The coalition of dump proponents, whose members include the Orange County Biomedical Industry Council and Southern California Edison, said in its latest advertisement--printed in local newspapers last week--that if the Ward Valley project is not approved, California’s beleaguered economy could experience a further loss of as many as 200,000 jobs.
“California Has Lost More Than 800,000 Jobs in the Past Five Years,” the advertisement states. “Are We Trying for a Million?”
The coalition also charged that unless the dump is approved, the state’s growing biotechnology industry will be hampered severely and the nation will suffer from a resultant slowdown in new medical discoveries.
“This is a very important issue,” said Daniel Korpolinski, president of the biomedical council and chief executive officer of CoCensys Inc., an Irvine firm that is studying new drugs to cure certain brain-related diseases. “We can’t go on without a place to put this waste.”
Korpolinski’s company is not alone. From Fullerton to San Clemente, Orange County health care companies involved in discovering new drugs and procedures are stymied about where to put the radioactive waste, a necessary byproduct of the research and development process.

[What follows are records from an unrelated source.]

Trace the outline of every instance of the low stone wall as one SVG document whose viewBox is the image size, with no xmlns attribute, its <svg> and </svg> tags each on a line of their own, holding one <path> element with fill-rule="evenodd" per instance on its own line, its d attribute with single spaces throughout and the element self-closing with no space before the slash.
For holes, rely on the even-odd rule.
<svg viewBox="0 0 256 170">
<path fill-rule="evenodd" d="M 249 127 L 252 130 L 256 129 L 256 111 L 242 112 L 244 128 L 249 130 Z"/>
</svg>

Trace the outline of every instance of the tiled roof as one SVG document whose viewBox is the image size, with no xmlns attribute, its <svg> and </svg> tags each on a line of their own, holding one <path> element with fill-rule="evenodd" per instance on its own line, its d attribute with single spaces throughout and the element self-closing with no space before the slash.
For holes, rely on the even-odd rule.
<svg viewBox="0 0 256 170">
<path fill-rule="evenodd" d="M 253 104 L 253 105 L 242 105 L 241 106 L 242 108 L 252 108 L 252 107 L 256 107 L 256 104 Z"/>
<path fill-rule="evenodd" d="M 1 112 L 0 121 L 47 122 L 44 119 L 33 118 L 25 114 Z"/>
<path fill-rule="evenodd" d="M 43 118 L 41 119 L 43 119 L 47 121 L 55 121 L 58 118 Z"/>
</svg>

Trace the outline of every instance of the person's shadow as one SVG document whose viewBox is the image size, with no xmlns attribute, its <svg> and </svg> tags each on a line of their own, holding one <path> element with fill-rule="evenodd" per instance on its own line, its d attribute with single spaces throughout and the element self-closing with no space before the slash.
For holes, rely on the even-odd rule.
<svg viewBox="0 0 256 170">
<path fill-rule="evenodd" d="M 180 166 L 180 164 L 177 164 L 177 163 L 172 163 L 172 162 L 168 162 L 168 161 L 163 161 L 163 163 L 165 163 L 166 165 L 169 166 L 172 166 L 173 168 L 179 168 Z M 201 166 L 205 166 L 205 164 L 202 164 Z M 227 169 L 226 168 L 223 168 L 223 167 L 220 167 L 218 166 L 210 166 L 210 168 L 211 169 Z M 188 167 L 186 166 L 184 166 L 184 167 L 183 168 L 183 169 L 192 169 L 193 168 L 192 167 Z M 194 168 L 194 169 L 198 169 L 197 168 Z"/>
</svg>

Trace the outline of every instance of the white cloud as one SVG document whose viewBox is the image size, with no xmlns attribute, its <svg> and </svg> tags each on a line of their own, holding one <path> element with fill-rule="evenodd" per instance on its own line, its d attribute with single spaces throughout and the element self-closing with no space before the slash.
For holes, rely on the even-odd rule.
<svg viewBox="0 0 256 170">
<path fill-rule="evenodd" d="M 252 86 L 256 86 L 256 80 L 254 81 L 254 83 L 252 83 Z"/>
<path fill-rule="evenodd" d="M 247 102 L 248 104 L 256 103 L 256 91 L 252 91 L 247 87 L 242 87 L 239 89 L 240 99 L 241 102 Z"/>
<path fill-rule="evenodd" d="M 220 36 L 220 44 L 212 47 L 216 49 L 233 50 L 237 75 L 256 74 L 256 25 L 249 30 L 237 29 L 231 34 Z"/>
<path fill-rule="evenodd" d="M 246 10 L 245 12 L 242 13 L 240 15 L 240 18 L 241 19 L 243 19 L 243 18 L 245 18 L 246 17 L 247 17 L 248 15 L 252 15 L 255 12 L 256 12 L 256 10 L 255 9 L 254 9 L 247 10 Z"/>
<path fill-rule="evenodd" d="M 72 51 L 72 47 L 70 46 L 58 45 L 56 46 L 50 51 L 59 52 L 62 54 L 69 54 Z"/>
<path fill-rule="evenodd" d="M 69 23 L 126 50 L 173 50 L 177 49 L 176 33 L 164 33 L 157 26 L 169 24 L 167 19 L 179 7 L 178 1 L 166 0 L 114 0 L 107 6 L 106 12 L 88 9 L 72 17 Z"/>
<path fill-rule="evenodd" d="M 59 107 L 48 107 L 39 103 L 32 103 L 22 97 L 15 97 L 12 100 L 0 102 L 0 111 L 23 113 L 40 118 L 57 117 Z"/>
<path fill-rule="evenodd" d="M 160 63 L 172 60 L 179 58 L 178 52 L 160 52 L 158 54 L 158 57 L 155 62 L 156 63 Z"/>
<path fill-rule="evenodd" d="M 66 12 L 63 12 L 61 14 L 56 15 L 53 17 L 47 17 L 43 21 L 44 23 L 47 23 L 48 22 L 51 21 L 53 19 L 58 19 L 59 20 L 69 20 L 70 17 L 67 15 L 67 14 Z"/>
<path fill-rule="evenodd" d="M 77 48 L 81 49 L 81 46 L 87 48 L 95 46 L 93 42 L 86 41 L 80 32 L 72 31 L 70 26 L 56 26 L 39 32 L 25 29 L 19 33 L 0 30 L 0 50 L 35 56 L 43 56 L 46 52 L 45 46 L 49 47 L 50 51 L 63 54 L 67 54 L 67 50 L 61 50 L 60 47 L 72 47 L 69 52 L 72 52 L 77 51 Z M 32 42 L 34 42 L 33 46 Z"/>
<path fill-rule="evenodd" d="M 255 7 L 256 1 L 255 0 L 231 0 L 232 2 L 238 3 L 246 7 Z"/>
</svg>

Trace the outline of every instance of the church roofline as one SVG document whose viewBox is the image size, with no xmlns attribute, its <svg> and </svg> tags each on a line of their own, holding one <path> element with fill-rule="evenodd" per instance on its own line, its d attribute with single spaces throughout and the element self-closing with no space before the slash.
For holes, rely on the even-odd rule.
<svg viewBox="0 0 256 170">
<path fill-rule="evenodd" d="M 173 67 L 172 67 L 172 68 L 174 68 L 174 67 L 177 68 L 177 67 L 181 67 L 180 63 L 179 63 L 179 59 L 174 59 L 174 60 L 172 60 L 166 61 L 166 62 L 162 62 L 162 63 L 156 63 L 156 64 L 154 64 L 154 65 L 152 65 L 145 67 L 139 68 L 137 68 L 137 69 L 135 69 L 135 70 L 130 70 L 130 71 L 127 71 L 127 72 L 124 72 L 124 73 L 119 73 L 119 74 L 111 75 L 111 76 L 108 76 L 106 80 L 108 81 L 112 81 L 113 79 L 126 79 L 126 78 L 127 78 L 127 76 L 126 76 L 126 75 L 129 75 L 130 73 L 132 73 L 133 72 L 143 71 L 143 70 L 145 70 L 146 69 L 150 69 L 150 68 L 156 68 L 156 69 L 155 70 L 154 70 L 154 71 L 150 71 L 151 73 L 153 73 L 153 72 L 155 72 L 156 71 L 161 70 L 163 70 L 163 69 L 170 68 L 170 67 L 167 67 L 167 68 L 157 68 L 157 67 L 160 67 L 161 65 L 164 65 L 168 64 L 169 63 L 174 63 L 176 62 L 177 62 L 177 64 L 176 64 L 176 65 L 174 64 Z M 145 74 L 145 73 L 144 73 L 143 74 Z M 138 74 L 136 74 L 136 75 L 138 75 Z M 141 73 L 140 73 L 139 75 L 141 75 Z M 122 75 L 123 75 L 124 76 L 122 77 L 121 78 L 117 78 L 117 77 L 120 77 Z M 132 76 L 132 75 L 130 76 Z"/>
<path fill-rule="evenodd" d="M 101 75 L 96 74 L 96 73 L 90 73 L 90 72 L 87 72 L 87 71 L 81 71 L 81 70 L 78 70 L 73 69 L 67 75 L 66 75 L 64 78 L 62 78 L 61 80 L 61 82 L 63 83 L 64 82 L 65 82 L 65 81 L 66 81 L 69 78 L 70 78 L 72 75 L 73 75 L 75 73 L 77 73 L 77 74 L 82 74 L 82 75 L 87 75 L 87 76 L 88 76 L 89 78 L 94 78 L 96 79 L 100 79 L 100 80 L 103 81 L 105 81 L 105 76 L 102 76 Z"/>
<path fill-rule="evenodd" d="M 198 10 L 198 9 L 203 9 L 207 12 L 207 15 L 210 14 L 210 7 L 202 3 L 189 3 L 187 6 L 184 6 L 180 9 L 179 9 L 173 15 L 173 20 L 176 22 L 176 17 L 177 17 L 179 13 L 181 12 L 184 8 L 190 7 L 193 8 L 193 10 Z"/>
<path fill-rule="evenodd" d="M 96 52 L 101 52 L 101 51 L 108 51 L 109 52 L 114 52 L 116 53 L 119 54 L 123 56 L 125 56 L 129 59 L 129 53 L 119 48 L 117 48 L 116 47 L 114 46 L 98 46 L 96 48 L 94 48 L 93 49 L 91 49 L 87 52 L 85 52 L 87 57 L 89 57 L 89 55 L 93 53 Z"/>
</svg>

“We’ve been accumulating this stuff for some time,” said Mike Timmermann, a spokesman at Allergan Inc., the Irvine maker of eye- and skin-care products.
Alan A. Steigart, president of Cortex Pharmaceuticals Inc., which is developing drugs to treat Alzheimer’s disease, added that if California wants to pull itself out of the recession for good, it should create a friendly environment for businesses--like the biotech industry--that promise to grow the fastest in the next 10 years.
“The state can’t have it both ways,” he said. “You can’t invite industry here and then stifle it.”
But local activists insist that Interior Secretary Bruce Babbitt made the correct decision in November when he put a stop to a land transfer that would have made the Ward Valley dump a reality.
Babbitt ruled that transfer of the property to U.S. Ecology Inc., the Kentucky firm that would build and manage the dump, should not proceed until several environmental lawsuits filed by Ward Valley opponents are settled--a process that could take years.
The delay is justified, dump opponents said.
“This affects the entire public’s health,” said Marion Sack, executive director of Santa Ana-based Alliance for Survival. She added that the dump would be a final resting place not only for low-level radioactive waste produced by medical facilities but also for radioactive waste from nuclear power plants.
“Babbitt’s decision was wisely made,” she said.
Sack said her group also opposes the dump because plans call for building it without expensive liners to prevent radioactive waste from leeching into underground water sources.
The proposed dump would be near the Colorado River, Sack said, and could possibly pollute one of Southern California’s major water sources.
She also blasted the coalition’s advertising campaign, noting that her group does not have the funds to match the pro-Ward Valley organizations’ publicity campaign.
“You can bet those are expensive ads,” Sack said. “There is no way we can possibly compete with that kind of exposure and that kind of money.”
But Ward Valley proponents say that the dump’s opponents, backed by U.S. Sen. Barbara Boxer (D-Calif.), have been making themselves heard.
In a passage that alluded to Boxer’s presence among the ranks of Ward Valley foes, last week’s advertisement charged that Babbitt was “bowing to pressure by special interest groups and certain politicians.”
Biomedical council president Korpolinski charged that Boxer has exaggerated the dangers of the disposal site, threatening the future of the biotechnology industry, which “promises to be the biggest creator of jobs in the 1990s.”